Als Care Leavers werden im internationalen Diskurs junge Menschen bezeichnet, die eine Zeit ihres Lebens außerhalb der Familie in Einrichtungen der Jugendhilfe bzw. in Pflegefamilien gelebt haben. In Österreich ist das Ende dieser Maßnahmen mit der Vollendung des 18. Lebensjahres gesetzlich festgelegt. Dieser Übergang wird oft als sehr abrupt erlebt und ist für die jungen Menschen mit vielen Herausforderungen verbunden.

Zudem ist der Übergang ins Erwachsenenleben mit gesellschaftlich präfigurierten Vorstellungen von Normalität verbunden. Diese tragen eine ambivalente Botschaft an junge Menschen mit Careerfahrung heran, die in hohem Maße verunsichern kann: Einerseits ruft sie eine gesellschaftlich anerkannte Praxis – deutlich sichtbar an den Lebensverläufen der Peers – dazu auf, sich auszuprobieren, selbst gewählte Wege einzuschlagen und Rückschläge in Kauf zu nehmen, andererseits trägt dieselbe Gesellschaft, in Gestalt des sozialstaatlichen Akteurs, die Botschaft an sie heran, zum Zeitpunkt des Übergangs gewissermaßen mit dem Prozess des Erwachsenwerdens schon fertig zu sein. Auch haben Care Leavers hinsichtlich der Angleichung an diese Normalitätskonstruktion i.d.R. weit weniger Ressourcen zur Verfügung.

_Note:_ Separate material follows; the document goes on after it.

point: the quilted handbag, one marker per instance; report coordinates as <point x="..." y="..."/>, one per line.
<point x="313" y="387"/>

Insbesondere sind stabile soziale Beziehungen und Unterstützungsnetzwerke häufig nur schwach ausgeprägt, so dass der Prozess des Übergangs oft mit Einsamkeit und dem Gefühl sozialer Isolation einhergehen kann.

Diese Fiktionen von Normalität und die damit einhergehenden subjektiven idealtypischen Vorstellungen von Selbstständigkeit werden im Buch aufgegriffen, eingehend diskutiert und an den Diskurs um Agency angeschlossen. Unter Agency, zumeist übersetzt als Handlungsfähigkeit oder Handlungsmächtigkeit, entfaltet sich in den Sozialwissenschaften aktuell eine breite und heterogene Diskussionslandschaft. Diese Arbeit setzt an einer relationalen Verstehensweise des Begriffs an, die unter anderem danach fragt, wie Agency sozial ermöglicht, begrenzt und hergestellt wird, und ergänzt diese um eine narrative Sicht zur Arbeitsdefinition Relationale Narrative Agency.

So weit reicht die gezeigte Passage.